McDonald’s growth policy had a huge impact on same-store sales in US restaurants. In the 1990’s, McDonald’s followed Greenberg’s law which stated that the more stores McDonald’s would put in a city the more per capita transactions it would result in. This is due to the fact that with more outlets, McDonald’s increased consumers’ convenience and it increased its market share at the expense of competitors. So, it was seen as being in the company’s best interest, especially as recent store construction became more cost-efficient. However, franchisees complained that the new units were “cannibalizing” sales from existing ones. The franchisees complaints went through and the frenetic growth in outlets is now over.

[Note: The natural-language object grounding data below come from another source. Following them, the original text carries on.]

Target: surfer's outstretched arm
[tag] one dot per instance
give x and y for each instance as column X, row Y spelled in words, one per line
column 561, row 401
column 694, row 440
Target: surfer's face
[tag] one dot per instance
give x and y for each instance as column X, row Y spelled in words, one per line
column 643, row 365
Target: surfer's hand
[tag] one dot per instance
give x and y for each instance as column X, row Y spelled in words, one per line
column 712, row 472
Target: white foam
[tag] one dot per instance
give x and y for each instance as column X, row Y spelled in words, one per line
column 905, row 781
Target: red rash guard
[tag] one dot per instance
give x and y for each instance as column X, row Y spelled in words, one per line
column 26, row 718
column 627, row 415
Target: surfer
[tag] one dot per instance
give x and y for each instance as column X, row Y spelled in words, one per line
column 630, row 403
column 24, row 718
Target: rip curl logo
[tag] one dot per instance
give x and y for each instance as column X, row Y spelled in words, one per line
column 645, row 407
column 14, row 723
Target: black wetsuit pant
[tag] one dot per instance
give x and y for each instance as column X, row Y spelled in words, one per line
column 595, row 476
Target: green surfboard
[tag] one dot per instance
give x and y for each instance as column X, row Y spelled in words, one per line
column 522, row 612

A major domestic challenge for McDonald’s is the menu. Greenberg tried to attack this problem by selling two of McDonald’s biggest sandwiches for $1 each, by introducing 40 new menu items and by spending $181 million in the company’s US kitchens in order to make food hotter and fresher. However, customer response was poor. In addition, it is believed that the domestic per-store sale decrease is partly due to older customer drifting away. So McDonald’s tried to target this segment of the market by introducing its first “grownup taste” sandwich, the Arch Deluxe line of beef, fish, and chicken burgers. Segmentation was introduced in order to manage the different customer needs by identifying homogenous market segments (McDonald & Dunbar, 2004; Simkin, 2008). This allows the organization, if done correctly, to have an improved understanding of consumers and better-tailored marketing programs (Albert, 2003; Beane & Ennis, 1987; Freytag & Clarke, 2001). However, McDonald’s attempt failed. Furthermore, the decline in growth can also be attributable to the shift in the public opinion towards eating healthy food.
Another reason for the decline in same-store sales major can be related to the fact that the standards of quality, service and cleanliness, which is one of McDonald’s core competencies, were declining. Indeed, a survey in 1995 gave poor results for the company in terms of food, service and cleanliness. In addition, a 2001 study ranked McDonald’s among the poorest-performing fast-food chains with 11 percent of customers dissatisfied because of slow service, wrong orders, dirty stores, and rude employees (Case Study). The reason for this can maybe be partly due to the fact that Greenberg stopped using the Franchise 2000 rulebook and it gave franchisees more power over their local menus. Another reason could be the low unemployment rates of the 1990s’. Since McDonald’s jobs are not very appealing, the pool of applicants that remained may not have been very competent and not as friendly as they should have been.
So having a low or decreasing same-store sales in the US is an issue for McDonald’s, and three underlining reasons for this trend have been highlighted. We will shed light on what McDonald’s should do to deal with this strategic problem.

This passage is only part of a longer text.